Présentation
Le présent volume de Droit & Philosophie contient les actes du colloque organisé le vendredi 4 décembre 2022 par l’Institut Michel Villey. Ce colloque a fait partie des nombreuses manifestations scientifiques reportées à cause de la pandémie de la Covid-19. Il aurait dû avoir lieu en février 2020 et ce report a eu un coût car certains intervenants qui avaient donné initialement leur accord, avec enthousiasme d’ailleurs, pour y participer n’étaient plus libres fin 2022. Le colloque s’est donc réduit à une seule journée, très riche, comme le montrent les actes que nous avons le plaisir de présenter au public.
Avant d’entrer dans cette présentation, il nous est très agréable, d’abord, de remercier, au nom de l’Institut Michel Villey, tous les participants et les auteurs des contributions qui suivent, et d’exprimer toute notre reconnaissance plus particulièrement à Thibault Desmoulins, qui fut non seulement l’un des intervenants à cette Journée, mais aussi la personne qui, en sa qualité de secrétaire général de l’Institut Michel Villey s’est occupé de l’organisation matérielle de ce colloque.

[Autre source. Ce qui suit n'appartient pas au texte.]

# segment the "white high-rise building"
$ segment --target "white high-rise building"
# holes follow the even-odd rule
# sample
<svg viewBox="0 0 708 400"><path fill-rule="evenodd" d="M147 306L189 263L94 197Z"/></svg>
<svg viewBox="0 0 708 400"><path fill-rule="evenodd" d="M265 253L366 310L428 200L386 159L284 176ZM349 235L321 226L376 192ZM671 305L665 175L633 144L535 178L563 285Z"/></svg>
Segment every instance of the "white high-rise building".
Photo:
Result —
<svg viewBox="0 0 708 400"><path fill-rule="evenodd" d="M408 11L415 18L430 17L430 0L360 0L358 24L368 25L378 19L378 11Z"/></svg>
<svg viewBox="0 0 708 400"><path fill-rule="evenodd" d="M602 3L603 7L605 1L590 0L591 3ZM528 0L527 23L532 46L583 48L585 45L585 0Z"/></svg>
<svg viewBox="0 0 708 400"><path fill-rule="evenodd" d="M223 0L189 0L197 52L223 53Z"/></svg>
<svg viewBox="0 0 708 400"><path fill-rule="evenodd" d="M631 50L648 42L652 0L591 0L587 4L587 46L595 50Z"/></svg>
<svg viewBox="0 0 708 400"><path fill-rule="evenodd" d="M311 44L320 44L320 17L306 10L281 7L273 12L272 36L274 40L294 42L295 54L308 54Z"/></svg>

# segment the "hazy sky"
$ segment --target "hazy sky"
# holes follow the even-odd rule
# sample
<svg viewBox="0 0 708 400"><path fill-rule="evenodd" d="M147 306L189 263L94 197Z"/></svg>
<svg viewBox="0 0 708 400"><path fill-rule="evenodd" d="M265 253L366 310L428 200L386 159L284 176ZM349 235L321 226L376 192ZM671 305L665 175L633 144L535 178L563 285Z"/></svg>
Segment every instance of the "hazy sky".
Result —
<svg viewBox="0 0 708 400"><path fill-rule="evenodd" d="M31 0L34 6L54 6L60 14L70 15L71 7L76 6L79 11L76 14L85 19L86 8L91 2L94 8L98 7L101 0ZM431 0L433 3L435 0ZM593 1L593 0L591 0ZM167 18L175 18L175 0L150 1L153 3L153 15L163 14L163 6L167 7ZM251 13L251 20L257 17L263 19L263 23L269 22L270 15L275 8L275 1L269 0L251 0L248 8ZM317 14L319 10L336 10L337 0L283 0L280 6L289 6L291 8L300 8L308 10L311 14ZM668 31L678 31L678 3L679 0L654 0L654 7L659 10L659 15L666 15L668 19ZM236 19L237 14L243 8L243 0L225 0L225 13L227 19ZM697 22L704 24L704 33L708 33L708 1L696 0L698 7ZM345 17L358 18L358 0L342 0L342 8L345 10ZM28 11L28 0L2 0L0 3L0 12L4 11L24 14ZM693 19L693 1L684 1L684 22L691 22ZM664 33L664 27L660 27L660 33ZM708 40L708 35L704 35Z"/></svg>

Avant que le lecteur ne prenne connaissance des diverses contributions ici présentées, il n’est pas inutile de leur indiquer pour quelle raison on a cru bon d’intituler ce colloque « Kantorowicz, un historien pour les juristes ? ». Cet intitulé a quelque chose de paradoxal, car comme on le sait, Ernst Kantorowicz n’était pas un juriste, ni a fortiori un historien du droit. Pourtant son œuvre est censée interpeller les juristes, du moins les intéresser car elle traite à sa façon de la question du pouvoir et de sa mise en scène, à partir essentiellement de la pensée médiévale juridico-politique. Or, il semble qu’en France – pays auquel on a limité l’enquête –, son œuvre soit surtout évoquée ou étudiée par les historiens, les philosophes et les essayistes de sorte que les juristes semblaient le plus souvent absents de la discussion de son œuvre, même si l’on verra que les historiens du droit n’ont pas été, évidemment, insensibles à son œuvre. Plus préoccupant, quand certains juristes utilisent Kantorowicz et notamment son concept des « deux corps du roi », ils le plaquent un peu de façon artificielle sur le droit contemporain. C’est particulièrement le cas lorsqu’ils transposent au Président de la Ve République français la figure des deux corps du roi, qui est devenue la « marque de fabrique » Kantorowicz. Une telle application est tellement extensive que la formule ciselée par l’historien allemand devient un slogan trop facilement malléable. C’est en réaction à cette propension à faire dire un peu tout et n’importe quoi à la pensée de Kantorowicz que l’idée de ce colloque a germé en tentant d’organiser une rencontre scientifique, afin de revenir à quelque chose de sérieux qui est l’érudition et à ce qu’elle peut apporter au savoir. Ce souci de l’érudition caractérisait la démarche de l’auteur ici étudié et c’est une façon de lui rendre hommage que d’évaluer son œuvre au regard de cette exigence savante.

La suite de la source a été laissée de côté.